Doli pun mengatakan, secara teoritis, penurunan ambang batas pencalonan presiden menjadi 10-15 persen dapat memunculkan sekitar tujuh atau delapan pasangan calon presiden dan calon wakil presiden.
Namun, dalam implementasi, jumlah pasangan yang mungkin muncul di luar dari perkiraan sebagaimana yang terjadi pada penetapan ambang batas pencalonan presiden sebesar 20-25 persen.

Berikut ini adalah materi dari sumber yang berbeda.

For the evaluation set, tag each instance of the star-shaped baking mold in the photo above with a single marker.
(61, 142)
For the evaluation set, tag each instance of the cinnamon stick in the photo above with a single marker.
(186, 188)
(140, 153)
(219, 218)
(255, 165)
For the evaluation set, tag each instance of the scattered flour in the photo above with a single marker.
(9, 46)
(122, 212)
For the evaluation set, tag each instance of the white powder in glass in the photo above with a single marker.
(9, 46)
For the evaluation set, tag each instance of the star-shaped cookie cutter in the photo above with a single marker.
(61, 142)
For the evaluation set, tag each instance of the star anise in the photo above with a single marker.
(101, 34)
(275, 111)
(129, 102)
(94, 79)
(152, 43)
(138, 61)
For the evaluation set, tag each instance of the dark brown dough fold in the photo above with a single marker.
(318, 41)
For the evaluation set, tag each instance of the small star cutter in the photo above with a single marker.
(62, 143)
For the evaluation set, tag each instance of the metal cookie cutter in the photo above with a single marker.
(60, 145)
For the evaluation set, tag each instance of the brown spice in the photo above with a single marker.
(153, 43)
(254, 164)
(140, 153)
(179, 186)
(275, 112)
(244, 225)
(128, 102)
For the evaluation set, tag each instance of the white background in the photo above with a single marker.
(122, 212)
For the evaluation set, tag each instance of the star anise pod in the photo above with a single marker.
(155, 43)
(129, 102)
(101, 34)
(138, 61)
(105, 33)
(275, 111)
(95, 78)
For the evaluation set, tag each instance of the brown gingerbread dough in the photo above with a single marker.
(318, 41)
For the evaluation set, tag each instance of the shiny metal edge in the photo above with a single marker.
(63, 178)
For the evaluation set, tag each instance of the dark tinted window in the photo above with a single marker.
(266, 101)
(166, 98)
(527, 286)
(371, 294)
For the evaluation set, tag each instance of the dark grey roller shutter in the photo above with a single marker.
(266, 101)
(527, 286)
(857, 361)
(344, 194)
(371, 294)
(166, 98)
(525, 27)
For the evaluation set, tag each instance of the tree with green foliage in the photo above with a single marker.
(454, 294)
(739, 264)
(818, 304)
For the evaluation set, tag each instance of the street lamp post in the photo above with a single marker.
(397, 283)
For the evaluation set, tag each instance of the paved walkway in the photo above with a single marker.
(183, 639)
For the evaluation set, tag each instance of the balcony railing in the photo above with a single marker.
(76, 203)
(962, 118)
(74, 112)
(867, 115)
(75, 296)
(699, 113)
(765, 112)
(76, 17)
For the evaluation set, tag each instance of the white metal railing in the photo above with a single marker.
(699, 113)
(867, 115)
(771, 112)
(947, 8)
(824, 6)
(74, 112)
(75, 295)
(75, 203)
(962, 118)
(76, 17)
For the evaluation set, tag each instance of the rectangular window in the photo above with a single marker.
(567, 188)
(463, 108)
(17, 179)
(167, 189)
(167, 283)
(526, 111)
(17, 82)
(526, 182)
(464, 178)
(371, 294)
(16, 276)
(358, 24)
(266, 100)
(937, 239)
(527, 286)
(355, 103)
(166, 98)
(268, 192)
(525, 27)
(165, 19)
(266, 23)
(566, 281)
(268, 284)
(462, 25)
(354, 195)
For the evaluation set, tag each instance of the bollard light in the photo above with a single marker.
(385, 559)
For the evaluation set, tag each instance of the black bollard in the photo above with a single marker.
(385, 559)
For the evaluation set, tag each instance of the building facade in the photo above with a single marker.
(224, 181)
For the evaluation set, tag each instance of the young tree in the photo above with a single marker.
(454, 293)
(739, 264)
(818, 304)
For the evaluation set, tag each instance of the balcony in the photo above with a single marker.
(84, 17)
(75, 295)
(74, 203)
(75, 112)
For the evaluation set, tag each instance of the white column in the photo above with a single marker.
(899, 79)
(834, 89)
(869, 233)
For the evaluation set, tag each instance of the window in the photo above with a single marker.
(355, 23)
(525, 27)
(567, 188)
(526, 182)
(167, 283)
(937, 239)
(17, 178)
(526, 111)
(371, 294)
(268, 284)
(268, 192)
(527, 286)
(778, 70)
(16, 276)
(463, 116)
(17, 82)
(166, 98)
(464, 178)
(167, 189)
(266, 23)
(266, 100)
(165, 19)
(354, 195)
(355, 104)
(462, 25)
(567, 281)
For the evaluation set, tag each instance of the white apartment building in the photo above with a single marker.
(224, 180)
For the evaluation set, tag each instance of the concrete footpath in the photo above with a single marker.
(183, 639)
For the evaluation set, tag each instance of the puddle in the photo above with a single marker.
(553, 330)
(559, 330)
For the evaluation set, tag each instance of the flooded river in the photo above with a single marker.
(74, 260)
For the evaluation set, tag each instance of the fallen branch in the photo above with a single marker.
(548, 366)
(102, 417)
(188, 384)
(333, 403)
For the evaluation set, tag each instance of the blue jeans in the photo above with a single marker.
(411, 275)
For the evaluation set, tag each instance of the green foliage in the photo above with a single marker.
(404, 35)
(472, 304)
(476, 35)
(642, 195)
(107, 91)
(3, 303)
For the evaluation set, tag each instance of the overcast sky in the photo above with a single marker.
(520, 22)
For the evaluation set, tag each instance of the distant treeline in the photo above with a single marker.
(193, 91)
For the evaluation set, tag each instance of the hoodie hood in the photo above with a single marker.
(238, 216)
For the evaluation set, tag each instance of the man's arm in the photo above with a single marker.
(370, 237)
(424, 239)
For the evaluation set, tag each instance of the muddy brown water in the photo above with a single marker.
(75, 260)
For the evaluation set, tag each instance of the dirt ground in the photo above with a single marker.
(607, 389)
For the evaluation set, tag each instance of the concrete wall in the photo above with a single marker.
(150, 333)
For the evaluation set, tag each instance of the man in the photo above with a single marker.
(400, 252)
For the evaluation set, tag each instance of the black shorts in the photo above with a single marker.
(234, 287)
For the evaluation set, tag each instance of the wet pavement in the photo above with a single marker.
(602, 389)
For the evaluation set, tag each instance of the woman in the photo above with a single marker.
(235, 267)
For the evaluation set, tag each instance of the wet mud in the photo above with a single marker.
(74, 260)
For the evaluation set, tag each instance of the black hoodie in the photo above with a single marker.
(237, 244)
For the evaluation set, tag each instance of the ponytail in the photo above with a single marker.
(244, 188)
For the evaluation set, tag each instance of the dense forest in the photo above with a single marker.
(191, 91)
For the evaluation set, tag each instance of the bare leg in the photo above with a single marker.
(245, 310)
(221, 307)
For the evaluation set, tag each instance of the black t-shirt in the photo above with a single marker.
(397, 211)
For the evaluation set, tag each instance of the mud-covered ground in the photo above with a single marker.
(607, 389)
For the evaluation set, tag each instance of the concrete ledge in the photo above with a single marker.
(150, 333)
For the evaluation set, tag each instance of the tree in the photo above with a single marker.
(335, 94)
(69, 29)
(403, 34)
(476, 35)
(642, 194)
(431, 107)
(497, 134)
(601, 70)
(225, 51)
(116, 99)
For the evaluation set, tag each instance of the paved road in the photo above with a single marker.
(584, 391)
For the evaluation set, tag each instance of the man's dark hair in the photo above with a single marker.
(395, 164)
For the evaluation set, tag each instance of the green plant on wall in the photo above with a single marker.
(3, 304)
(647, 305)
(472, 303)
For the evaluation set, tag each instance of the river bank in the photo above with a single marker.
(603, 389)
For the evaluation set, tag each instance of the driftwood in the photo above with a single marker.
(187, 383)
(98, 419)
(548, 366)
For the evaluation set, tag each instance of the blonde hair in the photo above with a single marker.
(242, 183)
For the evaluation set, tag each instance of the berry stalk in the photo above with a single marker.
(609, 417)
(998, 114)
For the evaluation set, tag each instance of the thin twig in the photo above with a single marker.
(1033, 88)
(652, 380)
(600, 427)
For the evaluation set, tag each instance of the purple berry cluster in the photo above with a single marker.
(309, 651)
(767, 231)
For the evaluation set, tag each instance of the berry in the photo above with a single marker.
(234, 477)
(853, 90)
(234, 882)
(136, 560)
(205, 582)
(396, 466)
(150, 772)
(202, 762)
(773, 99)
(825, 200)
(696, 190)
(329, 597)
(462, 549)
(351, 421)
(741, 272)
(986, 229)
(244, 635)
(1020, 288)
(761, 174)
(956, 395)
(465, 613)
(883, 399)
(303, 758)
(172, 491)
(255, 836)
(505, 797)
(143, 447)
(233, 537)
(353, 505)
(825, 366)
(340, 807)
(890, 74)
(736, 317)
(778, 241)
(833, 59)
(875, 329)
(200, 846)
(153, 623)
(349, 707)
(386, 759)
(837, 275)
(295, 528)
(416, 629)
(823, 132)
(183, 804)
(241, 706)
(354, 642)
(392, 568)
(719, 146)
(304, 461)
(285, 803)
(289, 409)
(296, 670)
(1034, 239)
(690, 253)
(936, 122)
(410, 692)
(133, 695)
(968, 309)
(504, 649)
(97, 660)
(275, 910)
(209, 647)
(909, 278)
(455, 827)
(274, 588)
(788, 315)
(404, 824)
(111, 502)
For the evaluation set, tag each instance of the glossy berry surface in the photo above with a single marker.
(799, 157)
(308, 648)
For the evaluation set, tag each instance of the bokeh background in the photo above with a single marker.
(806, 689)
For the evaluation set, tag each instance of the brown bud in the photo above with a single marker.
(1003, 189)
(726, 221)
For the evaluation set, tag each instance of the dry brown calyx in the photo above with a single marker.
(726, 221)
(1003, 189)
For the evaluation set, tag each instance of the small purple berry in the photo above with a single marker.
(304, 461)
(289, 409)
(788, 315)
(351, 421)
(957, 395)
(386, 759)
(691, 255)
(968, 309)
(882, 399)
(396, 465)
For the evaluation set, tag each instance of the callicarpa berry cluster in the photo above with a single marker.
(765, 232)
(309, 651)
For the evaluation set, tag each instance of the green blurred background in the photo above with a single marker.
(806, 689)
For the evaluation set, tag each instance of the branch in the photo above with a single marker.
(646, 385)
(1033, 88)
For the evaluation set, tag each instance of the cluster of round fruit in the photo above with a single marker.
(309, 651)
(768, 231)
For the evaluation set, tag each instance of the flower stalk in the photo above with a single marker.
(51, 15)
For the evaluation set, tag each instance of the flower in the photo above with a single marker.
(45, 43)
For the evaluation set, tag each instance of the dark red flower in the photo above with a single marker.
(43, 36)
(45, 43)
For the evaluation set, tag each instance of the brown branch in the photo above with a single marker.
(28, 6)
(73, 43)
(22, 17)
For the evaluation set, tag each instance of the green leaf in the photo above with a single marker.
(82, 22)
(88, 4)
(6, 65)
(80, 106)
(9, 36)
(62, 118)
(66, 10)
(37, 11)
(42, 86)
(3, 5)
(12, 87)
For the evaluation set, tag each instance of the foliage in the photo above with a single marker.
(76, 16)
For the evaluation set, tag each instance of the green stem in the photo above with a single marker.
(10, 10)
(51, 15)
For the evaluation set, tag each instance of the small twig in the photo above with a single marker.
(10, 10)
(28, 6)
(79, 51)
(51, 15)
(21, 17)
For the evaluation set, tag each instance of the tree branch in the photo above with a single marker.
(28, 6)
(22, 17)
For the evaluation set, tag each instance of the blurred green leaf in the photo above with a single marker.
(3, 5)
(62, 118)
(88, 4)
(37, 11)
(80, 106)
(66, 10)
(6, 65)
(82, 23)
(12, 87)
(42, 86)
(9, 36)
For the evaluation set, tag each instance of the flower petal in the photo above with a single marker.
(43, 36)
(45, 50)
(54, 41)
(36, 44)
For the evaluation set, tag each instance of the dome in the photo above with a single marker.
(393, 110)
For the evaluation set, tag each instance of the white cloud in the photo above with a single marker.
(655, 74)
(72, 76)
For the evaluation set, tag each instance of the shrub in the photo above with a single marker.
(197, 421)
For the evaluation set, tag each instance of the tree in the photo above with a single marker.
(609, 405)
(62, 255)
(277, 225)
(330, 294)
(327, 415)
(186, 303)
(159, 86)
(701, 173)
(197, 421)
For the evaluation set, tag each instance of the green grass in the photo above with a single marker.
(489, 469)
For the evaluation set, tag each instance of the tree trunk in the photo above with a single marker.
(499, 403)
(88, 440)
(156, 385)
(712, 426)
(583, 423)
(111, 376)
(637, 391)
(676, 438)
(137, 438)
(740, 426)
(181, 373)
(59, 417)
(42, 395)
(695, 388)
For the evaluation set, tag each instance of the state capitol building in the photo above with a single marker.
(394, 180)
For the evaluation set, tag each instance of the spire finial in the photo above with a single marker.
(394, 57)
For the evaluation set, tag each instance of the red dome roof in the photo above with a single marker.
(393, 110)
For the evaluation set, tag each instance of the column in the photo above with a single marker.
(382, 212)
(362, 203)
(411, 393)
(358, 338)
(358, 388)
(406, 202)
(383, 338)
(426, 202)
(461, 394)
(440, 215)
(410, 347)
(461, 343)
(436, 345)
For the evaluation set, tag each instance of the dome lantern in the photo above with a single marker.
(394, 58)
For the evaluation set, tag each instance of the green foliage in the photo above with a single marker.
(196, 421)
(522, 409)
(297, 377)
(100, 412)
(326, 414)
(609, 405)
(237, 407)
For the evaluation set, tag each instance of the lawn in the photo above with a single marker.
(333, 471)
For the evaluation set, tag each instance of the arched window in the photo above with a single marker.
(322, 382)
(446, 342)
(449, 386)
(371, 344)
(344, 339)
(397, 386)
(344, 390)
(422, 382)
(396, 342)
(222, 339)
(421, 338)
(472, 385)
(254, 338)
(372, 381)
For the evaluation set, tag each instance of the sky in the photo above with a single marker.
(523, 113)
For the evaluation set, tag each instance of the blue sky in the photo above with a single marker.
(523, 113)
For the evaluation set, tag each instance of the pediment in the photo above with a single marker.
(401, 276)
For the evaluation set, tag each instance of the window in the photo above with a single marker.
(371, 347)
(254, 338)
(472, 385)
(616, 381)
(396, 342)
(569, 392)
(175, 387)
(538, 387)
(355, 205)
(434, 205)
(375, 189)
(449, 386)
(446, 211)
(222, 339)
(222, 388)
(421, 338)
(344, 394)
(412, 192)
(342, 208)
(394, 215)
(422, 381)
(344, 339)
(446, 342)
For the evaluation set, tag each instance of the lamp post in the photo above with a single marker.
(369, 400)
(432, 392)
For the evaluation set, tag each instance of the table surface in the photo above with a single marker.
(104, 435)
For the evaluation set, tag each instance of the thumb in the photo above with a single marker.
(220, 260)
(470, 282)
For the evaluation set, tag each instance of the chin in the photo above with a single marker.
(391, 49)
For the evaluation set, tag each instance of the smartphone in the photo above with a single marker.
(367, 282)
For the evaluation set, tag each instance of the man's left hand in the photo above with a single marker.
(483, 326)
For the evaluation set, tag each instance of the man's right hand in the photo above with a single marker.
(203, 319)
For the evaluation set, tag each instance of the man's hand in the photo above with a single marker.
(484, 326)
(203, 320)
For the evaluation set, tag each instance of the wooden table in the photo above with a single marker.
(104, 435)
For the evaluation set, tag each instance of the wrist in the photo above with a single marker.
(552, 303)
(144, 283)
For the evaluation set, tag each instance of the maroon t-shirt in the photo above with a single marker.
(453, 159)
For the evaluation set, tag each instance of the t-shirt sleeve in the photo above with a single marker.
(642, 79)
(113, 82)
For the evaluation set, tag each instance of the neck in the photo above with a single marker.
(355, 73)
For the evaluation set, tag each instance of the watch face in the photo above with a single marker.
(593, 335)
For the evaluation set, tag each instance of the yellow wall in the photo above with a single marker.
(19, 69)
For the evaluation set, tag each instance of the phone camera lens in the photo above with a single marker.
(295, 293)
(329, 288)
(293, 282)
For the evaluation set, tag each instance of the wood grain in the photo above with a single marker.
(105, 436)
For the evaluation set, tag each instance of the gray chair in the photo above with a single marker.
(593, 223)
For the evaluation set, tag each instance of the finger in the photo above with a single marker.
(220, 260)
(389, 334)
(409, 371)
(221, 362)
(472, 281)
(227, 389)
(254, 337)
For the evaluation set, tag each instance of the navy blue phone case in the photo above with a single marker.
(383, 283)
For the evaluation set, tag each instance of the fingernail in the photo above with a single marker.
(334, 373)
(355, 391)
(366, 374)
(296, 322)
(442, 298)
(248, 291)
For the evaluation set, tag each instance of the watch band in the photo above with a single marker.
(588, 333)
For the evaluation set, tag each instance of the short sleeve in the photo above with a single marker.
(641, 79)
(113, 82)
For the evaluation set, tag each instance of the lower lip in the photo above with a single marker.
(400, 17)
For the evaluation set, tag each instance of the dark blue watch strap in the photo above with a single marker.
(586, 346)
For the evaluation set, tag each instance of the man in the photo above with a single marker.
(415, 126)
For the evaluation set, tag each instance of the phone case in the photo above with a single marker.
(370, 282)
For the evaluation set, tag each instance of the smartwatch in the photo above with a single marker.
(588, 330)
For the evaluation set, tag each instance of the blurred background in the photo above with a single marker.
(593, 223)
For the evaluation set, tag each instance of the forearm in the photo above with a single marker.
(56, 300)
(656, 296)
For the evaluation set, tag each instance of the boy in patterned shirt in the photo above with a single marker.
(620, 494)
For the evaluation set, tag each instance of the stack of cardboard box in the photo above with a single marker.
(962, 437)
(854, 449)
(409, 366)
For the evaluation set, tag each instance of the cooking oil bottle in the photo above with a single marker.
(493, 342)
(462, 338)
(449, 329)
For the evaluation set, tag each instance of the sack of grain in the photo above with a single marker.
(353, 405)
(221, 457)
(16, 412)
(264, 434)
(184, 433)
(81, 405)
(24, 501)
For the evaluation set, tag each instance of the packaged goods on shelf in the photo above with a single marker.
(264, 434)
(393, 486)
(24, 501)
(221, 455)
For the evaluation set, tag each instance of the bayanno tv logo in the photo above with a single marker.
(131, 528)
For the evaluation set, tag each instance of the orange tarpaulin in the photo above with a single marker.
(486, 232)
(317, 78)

Baca juga: Ketua Komisi II DPR: Terus Terang, Pemilu 2024 Sangat Berat
“Secara teoritis, sekitar 20-25 persen harusnya bisa memunculkan empat atau lima pasangan yang faktanya selama ini tidak terjadi,” ungkapnya.
Meski begitu, Doli mengatakan bahwa calon presiden dan calon wakil presiden yang terdiri dari koalisi partai-partai politik tetap akan dilakukan seleksi secara ketat.
“Memang harus ada proses seleksi yang ketat kepada calon-calon presiden, tetapi kita tidak boleh membatasinya menjadi terlalu sempit,” kata Doli.
Politisi Partai Golkar ini pun mengusulkan, bahwa Pemilu 2024 ini perlu diurai.
Doli pun mengusulkan memang harus ada pemisahan antara Pileg dan Pilpres. Sehingga, hasil Pileg di tahun itu, dipergunakan untuk pencalonan presiden.
"Tidak seperti yang sekarang. Yang sekarang ini nanti hasil Pemilu 2019 digunakan untuk pencalonan presiden. Jadi bisa dikatakan sudah expired (kadaluarsa) aspirasi masyarakat untuk dikaitkan dengan pencalonan presiden," ungkap Doli.